During the Parliamentary meeting in June of 1629, Sir Coke’s Petition of Right is passed.  Roger attends that meeting, and he carries messages amongst the members and from London to Essex. Lady Masham’s father, Sir Francis Barrington, had died in 1628, and he was remembered as a saint for the Puritan movement. Roger had his blessings! Roger was there when King Charles ended Parliament!
During these years, Roger evolves a brilliant architecture of reality. His spiritual beliefs, his knowledge of the law, his natural openness with all people, and his downright stubbornness makes Roger one of the most brilliant men of his time. It may surprise you, but I put him at the same level as Einstein, Tesla, Edison, and any other brilliant minds. Without his work, there is no modern secular state.
Finally, understanding his definition of what it means to follow God and Christ. He rejected every bit of the Church of England as being apostate. Anything created by Constantine’s Roman Catholic Church marked the end of Christ’s message. He rejected all of the borrowing that Christianity from pagan religions such as Christmas. For most of his adult life, Roger did not belong to a Christian denomination.   Why?  He saw the gift of life from God and Christ as the greatest gift ever.  He writes often that that gift is greater than any treasure that any king or emperor could acquire. He believed that meeting the goals of the scriptures was a person’s ultimate goal, and people were unable to worship in any group. Groups corrupt the relation between the Christian and the Christian life requirements.

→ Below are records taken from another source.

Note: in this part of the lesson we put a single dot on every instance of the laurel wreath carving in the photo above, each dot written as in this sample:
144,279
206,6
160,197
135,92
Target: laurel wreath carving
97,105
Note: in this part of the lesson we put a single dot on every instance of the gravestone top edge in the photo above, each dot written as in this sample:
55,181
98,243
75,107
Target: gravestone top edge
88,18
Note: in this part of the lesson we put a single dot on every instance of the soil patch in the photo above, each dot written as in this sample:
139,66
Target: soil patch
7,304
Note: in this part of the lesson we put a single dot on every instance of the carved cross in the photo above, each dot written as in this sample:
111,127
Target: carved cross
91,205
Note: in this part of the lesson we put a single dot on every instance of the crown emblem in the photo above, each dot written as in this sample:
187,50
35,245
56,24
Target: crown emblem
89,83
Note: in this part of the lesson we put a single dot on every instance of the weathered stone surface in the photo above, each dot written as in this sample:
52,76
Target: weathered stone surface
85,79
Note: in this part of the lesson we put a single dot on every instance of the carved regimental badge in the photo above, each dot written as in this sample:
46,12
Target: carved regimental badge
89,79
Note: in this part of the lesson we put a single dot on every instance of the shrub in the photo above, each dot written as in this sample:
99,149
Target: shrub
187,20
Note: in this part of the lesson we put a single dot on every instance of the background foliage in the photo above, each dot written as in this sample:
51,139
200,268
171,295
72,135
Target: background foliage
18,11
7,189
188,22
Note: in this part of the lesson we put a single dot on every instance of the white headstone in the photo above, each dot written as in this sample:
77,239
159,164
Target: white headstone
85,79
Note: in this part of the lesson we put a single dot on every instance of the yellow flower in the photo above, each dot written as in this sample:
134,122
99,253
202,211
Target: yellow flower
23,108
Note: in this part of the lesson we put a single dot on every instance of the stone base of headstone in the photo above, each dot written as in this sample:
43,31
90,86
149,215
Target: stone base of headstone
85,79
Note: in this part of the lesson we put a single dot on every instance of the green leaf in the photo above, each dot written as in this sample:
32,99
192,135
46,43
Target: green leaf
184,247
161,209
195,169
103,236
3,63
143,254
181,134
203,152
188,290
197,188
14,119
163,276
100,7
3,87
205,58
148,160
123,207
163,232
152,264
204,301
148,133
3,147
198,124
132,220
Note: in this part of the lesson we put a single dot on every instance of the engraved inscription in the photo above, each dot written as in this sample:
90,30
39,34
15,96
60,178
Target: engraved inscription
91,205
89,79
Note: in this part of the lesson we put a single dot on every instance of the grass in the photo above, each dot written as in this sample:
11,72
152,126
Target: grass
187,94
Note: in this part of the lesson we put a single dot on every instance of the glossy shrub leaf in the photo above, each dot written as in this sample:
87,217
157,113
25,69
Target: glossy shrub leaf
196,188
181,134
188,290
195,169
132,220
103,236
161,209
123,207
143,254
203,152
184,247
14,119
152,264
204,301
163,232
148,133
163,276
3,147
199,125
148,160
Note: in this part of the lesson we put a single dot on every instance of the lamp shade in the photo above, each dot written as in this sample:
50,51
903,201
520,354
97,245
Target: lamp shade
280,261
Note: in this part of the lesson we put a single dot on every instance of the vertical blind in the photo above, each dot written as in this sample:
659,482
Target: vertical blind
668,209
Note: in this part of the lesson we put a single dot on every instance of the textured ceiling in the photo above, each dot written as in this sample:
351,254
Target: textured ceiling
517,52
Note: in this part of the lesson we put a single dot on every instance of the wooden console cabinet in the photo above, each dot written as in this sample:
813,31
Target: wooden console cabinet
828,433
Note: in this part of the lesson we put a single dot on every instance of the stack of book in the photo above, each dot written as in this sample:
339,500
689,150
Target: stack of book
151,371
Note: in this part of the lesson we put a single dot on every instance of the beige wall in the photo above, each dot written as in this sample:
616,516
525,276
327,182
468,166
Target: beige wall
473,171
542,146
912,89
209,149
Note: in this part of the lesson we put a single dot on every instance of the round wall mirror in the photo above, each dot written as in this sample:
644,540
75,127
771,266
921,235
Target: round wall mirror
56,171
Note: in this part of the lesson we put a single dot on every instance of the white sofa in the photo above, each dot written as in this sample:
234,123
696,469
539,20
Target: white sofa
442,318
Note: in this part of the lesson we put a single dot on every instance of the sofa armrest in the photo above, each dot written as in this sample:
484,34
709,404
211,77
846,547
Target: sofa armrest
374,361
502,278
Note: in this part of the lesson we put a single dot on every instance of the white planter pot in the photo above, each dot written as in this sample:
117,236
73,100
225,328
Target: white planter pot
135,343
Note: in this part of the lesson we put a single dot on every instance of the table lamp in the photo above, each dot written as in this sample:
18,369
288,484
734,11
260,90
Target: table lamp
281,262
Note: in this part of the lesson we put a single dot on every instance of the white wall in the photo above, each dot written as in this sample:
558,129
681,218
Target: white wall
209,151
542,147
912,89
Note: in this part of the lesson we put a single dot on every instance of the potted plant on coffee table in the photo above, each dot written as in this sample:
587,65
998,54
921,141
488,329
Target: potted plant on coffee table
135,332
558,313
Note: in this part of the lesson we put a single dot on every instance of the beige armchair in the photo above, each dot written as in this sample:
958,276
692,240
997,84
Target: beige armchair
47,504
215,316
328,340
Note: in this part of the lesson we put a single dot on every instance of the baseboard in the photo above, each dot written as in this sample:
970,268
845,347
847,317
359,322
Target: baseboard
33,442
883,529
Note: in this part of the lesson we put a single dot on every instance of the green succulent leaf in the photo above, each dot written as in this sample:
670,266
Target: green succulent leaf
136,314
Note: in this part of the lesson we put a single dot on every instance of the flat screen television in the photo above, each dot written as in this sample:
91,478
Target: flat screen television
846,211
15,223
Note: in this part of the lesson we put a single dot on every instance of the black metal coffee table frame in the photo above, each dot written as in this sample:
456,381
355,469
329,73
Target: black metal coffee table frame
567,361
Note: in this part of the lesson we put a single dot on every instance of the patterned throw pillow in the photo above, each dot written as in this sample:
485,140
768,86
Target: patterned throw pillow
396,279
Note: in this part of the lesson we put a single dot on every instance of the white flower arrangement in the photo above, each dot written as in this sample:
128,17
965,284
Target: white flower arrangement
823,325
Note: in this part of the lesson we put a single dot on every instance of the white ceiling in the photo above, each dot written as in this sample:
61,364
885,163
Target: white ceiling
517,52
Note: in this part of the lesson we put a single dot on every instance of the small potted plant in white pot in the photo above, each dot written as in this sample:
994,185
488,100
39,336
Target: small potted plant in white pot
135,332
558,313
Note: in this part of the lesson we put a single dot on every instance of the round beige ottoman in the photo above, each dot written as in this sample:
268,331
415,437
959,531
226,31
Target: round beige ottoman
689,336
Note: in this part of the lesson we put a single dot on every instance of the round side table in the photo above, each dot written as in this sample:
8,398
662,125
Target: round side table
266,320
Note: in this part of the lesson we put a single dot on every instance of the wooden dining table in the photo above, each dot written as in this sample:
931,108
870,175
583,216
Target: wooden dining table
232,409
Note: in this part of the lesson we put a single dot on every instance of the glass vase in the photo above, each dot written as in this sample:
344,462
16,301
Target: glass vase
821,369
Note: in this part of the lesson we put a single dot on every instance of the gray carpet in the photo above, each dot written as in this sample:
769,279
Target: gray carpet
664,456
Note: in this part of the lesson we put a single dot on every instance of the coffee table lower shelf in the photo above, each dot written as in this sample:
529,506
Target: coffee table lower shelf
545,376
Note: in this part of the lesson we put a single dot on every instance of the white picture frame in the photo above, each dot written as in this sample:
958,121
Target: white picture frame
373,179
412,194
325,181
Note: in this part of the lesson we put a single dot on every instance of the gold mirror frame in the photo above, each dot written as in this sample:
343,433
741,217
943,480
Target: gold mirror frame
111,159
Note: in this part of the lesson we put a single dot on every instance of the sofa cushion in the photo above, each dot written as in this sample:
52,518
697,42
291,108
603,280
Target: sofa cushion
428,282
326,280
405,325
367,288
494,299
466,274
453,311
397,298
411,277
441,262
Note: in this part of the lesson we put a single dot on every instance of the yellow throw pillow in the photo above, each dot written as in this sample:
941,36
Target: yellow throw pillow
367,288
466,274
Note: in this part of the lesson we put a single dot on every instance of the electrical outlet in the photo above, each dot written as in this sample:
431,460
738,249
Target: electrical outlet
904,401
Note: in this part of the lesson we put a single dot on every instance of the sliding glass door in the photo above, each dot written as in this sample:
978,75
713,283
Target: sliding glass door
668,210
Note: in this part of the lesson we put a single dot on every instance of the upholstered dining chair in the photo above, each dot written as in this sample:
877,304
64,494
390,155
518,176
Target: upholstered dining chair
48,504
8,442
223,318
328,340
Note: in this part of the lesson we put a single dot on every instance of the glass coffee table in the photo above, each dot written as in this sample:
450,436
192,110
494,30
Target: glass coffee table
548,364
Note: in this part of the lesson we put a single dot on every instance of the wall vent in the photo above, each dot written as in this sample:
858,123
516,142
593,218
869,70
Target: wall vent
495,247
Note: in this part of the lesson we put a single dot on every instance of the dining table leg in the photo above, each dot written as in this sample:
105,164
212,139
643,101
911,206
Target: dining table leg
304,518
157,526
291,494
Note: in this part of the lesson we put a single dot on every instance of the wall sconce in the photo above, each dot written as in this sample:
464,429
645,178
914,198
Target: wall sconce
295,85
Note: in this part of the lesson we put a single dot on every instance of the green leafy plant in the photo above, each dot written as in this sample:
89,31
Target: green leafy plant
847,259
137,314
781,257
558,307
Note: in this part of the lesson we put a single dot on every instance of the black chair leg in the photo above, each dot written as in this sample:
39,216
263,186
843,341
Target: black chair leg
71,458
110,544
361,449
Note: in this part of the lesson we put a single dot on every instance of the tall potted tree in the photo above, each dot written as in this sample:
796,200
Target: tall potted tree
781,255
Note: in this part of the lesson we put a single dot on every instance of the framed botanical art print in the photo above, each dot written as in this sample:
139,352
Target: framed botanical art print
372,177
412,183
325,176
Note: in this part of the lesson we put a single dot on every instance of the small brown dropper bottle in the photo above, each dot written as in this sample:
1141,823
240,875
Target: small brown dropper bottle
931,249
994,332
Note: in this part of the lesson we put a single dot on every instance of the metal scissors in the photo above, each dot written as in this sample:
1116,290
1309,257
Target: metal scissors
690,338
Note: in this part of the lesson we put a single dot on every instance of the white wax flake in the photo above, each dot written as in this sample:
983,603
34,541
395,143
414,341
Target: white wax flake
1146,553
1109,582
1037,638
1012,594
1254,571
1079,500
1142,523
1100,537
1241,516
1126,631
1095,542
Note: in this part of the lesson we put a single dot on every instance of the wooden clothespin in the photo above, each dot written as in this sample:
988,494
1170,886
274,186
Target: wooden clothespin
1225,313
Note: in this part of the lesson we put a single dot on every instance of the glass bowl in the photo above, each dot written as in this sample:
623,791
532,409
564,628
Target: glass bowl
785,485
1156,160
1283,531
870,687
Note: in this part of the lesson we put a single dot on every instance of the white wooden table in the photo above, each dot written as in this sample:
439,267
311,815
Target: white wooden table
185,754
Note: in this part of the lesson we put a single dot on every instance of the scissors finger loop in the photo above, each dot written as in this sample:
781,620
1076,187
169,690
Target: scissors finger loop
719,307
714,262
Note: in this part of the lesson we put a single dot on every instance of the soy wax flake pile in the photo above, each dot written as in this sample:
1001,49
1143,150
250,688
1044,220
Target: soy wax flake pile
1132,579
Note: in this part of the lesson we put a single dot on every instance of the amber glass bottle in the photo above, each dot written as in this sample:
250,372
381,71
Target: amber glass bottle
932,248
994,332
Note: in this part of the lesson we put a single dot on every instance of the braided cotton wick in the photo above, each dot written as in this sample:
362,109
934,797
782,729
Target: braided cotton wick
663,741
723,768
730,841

        When you put these ideas into a real analysis, you will find echos of some of the deepest thinkers in Christianity. This is a real tragedy. Roger’s thoughts about these deep issues have been hidden from all of us.
His was a belief in Jesus’s message to follow the laws that give people freedom, fairness, equality in the political realm, care for the poor, democracy for property owners, and the faith that we all will be punished or rewarded——BUT, these acts will not occur until the end of time and the return of Christ.  I am not sure where we stay for those years of waiting.  “…But the Son of man, the meek Lamb of God—for the elect’s sake which must be gathered out of the Jew, Gentile, pagan, anti-Christian—commends a permission of them in the world until the time of the end of the world, when the goats and sheep, the tare and wheat, shall be eternally separated from each other…” (RW: Bloudy Tenent  p. 59 Mercer University Press 2001)   Roger believed that whatever happens to any of us will not occur until the end of the world.   This puts him into a unique niche of Christianity.